[Date Prev][Date Next] [Chronological] [Thread] [Top]

Re: String conversions UTF8 <-> ISO-8859-1

Kurt D. Zeilenga writes:
>At 10:58 AM 6/1/2003, Hallvard B Furuseth wrote:
>> First of all, I think you are trying to bite over too much. 
> Actually, I'm trying to bit off very little of "the problem".  In fact,
> I'd prefer just to provide a few helper routines to have application
> developers avoid some tedious coding.

Well, you are trying to provide a little help to almost all
applications.  I'm trying to provide more help to somewhat fewer

>> Which is why I'm personally only interested in getting it to be
>> useful in _most_ cases.  I think people can do their own conversion
>> in the remaining cases.
> I think _most_ people will have remaining cases.  That is, _most_
> people will still need to do some conversion without the assistance
> of the LDAP API.

I don't, not even with a pretty context-less callback API.  Do you have
an example of some reasonably simple code which would need to do its own
conversion in addition to using ours?  ('Reasonably simple' because I
want to play with it and see if I agree that it would need both.)

But in any case, I'd like the assistance the LDAP API gives to require
the user to add as little code as possible.

>> Meaning, the application should think UTF-8 internally?
> Unless they got a good reason not to use Unicode/UTF-8 internally, yes.
> Otherwise they'll have not only to deal with user<->internal conversions
> but internal<->Internet conversions.

First, as I said, applications that use UTF-8 internally are irrelevant
to this discussion, because they won't use any of the conversion tools
we might provide.  Second, all the world is not Internet.  Third, the
Internet is still primarily latin-1, not UTF-8, despite all the Unicode
hype.  Fourth, UTF-8 can be a poor internal representation for Unicode
if the application does any amount of text processing, since strings
must be parsed just to find the length of a character, and an UTF-8
character cannot be stored in a variable (be it a char variable or an
unsigned long).  UCS-something can be better internally.  Look at the
Emacs internals if you don't believe me.  So far Emacs uses another
multi-byte encoding than UTF-8, but in this regard the principle is the

>> The choice of internal character set in the application is up to the
>> application developer, not to us.
> Of course, as it they, not us, who live with that choice.

If with 'live with' you mean 'won't be able to use an LDAP API for
conversion very well', I disagree again.

> I think we actually agree that we should provide some "help" to
> application developers who need to do "conversions".

That, yes.

> I think we just disagree over the choice of the API mechanism to use
> to provide that "help".

And what situations it needs to cover, and about UTF-8 in general.  For
example, as I said in the previous message, I don't really believe in
your extensions that modify the character set/encoding - at least not
as something relevant to this discussion.
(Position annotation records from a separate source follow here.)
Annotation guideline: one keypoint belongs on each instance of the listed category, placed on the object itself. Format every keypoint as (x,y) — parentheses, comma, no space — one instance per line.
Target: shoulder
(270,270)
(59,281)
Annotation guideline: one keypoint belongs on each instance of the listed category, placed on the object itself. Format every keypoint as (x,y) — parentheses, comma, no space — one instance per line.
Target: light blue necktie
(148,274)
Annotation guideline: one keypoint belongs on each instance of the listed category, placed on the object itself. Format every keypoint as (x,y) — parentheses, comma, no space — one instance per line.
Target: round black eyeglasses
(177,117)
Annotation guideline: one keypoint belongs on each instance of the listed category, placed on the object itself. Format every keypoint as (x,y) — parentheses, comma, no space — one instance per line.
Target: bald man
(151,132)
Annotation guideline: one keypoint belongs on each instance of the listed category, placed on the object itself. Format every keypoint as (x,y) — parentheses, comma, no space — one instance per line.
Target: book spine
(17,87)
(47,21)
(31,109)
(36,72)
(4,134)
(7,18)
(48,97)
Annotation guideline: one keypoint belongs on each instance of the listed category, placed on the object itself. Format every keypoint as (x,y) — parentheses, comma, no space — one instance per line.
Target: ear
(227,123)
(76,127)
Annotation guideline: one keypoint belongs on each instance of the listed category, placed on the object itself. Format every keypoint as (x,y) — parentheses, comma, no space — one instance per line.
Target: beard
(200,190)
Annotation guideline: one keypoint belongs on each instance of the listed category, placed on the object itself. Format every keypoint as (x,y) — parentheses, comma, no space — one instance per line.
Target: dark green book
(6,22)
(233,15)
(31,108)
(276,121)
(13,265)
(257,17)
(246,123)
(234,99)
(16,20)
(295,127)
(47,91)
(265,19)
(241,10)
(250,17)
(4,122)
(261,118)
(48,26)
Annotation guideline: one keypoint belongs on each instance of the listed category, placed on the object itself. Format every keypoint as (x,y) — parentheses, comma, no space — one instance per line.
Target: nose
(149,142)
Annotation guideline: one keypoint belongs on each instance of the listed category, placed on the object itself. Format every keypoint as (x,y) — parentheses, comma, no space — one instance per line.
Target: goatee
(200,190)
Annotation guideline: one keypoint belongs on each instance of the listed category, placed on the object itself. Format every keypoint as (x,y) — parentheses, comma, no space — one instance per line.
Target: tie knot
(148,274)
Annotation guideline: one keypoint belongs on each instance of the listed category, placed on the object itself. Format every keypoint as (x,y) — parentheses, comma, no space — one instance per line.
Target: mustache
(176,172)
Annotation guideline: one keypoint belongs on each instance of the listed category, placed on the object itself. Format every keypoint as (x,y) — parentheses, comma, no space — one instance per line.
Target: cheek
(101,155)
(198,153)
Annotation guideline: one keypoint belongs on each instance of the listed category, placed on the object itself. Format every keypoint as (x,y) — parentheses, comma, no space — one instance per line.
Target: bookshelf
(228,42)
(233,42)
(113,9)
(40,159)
> The problem with callbacks is coming up with a reasonable way to
> provide enough context so that the application can make the right
> conversion.

I still want to see some concrete examples of what you mean here.
However, if you are talking about controls, these can be passed
to the callback mechanism to initialize a set of parsing commands,
and they can modify a datastructure which is passed to the other

>>> For example, maybe provide a "foreach entry" routine which call
>>> an application-specified function on each entry in a message
>>> chain (previously provided by the API).  And then a "foreach
>>> attribute" routine... etc..
>> This sounds very slow.  Seems to be it would entail a lot of unpacking
>> and repacking of Ber elements in the LDAPMessages.
> If we go with callbacks, un/repacking of BER is exactly what we'll be
> doing.

Why, no.  The LDAP API provide data to the user as trings, not as
pointers into the Ber elements.  The callbacks would happen at the
places where the data is unpacked anyway, like ldap_get_values()
and when 'char*' strings with DNs are created.

> If we just provide helpers, the application can do conversion
> where they normally do value extraction and hence avoid repacking.

If you are talking about wrapper functions around all the standard LDAP
API calls, yes.  If you mean 'foreach entry' helper functions, the
application must do quite a bit of more work.

For example, I looked at ldapsearch and ldapmodify, and found that the
most annoying part of adding charset support - if there is some 'foreach
entry/attribute' API - is to convert all the DNs, if the user wants to
do that, including the checks for whether or not the conversion was
successful, and the free() calls afterwards to free the converted DN.
'foreach entry/attribute' won't help there, but callbacks or a wrapper
API will.  I'm not sure a wrapper API will address your objections about
context better than callbacks will, though.  Gotta play with it a bit.